Why do we, as writers, build those blocks around our creativity?
We do it to ourselves and you all know it. Writer’s block doesn’t really exist, yet we use it as an excuse when we’re forced to struggle and fight for the creative juices to flow.
Yes, I’ve done it. I admit it. I also admit that when I bitch about writer’s block, it is much more likely that I’m in a mental funk, unable to wrap my head around whatever character flaw I’m trying to illustrate, or stuck in an action scene that doesn’t seem believable, or at a loss as to how to transition the story from one place to the next. The writing has become hard and I’m annoyed. I’m not blocked, but rather, pissed that I have to work at it.
Sure, I’ve had days, weeks even, that I could not write a legible sentence let alone muster a new idea. But was I trying hard enough – was I trying at all?
What do you do to get around these blocks? These funks? These anti-creative moods that seem to hit us all?
If you can’t answer that question, then you’ve built your own blocks of doubt and negativity. If you can, then you probably don’t truly believe in the block as anything more than a convenient excuse to play video games when you know you should be editing that story.

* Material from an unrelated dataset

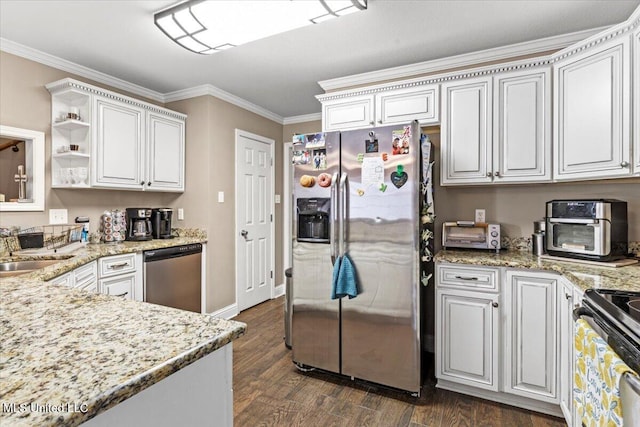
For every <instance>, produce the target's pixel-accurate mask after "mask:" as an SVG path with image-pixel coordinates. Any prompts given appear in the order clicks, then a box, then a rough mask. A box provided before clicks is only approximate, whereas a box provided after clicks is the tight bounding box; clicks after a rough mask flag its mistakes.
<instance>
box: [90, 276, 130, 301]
mask: <svg viewBox="0 0 640 427" xmlns="http://www.w3.org/2000/svg"><path fill="white" fill-rule="evenodd" d="M99 287H100V293H103V294H107V295H113V296H116V297H121V298H124V299H130V300H135V299H136V295H135V290H136V274H135V273H131V274H123V275H121V276H117V277H113V278H109V279H101V280H100V283H99Z"/></svg>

(Yep, I do that too. Played all damn weekend while the boys played against the backdrop of my mind.)
Okay Pia, you say, what do you do then?
Well, I do play. I do (try) to recognize that a slow writing period can often mean I’m tired. I might be tired of writing, or just worn out in general, but either way, I need to relax when the Muse is quiet.
If play doesn’t work, then I have a variety of things I try.
1) Read. Yes, read. Doesn’t matter what genre or what form. Novels, flash fiction, comic books, blogs. Just read. My writing gets stale if I don’t read often enough. This might be the biggest ‘block’ of my personal experience.
2) Reread. Not to be confused with Read. Reread the last few scenes of the current WIP. Getting drawn into that suspension of disbelief is a great way to reawaken the Muse. Or, failing that, reread some really old stuff. (Holy moly, I actually thought this was good? This makes me want to immediately start rewriting that old crap.)
3) Pick two characters that have never met and introduce them. Recently, I took Morgan from the current WIP and introduced him to Nik from the old No Girls Allowed posts. They hit it off fabulously. Plus, Nik told me about a fight he had with his NGA beau, Leaf, so that’ll be a scene that could go in their story when I get back to writing it.
4) Bullet points. With either the WIP or a random note from my “Miscellaneous Ideas” file, I jot down bullet points on what should happen, be fixed, or would be fun to write. Just get the ideas flowing no matter how mundane or miniscule. The better ones will follow.
Last but not least, and best used with one of the other four (hence no number): music. Every character has his or her own music. Eventually. Find the band (or bands – make a playlist) that speaks to your Muse and puts you in that space in your head where your imagination wanders free.
Morgan likes Adam Lambert. My vampires like KidneyThieves. Weres, Dar Williams. Sometimes I personally would prefer to listen to something else, but the music that inspires them, does so for a reason. Listen to the words of Lambert’s STRUT and you’ll glean a bit of Morgan’s personality.
When a character doesn’t have his or her own music yet (I need to know them well to figure out their songs) then I have a default love of Placebo. My Muse occasionally takes the shape of Brian Molko, and even when not that obvious, just listening to this band can draw out a better, feisty mood. The most amusing part of listening to Placebo for writing is that I choose very different songs when I’m knocking down the blocks than I would for any other listening situation. Yes, even the Muse has her own songs.
Do you recognize when you’re building your blocks? What are your favorite ways to knock them down again? Let’s write today, dear Readers. No excuses.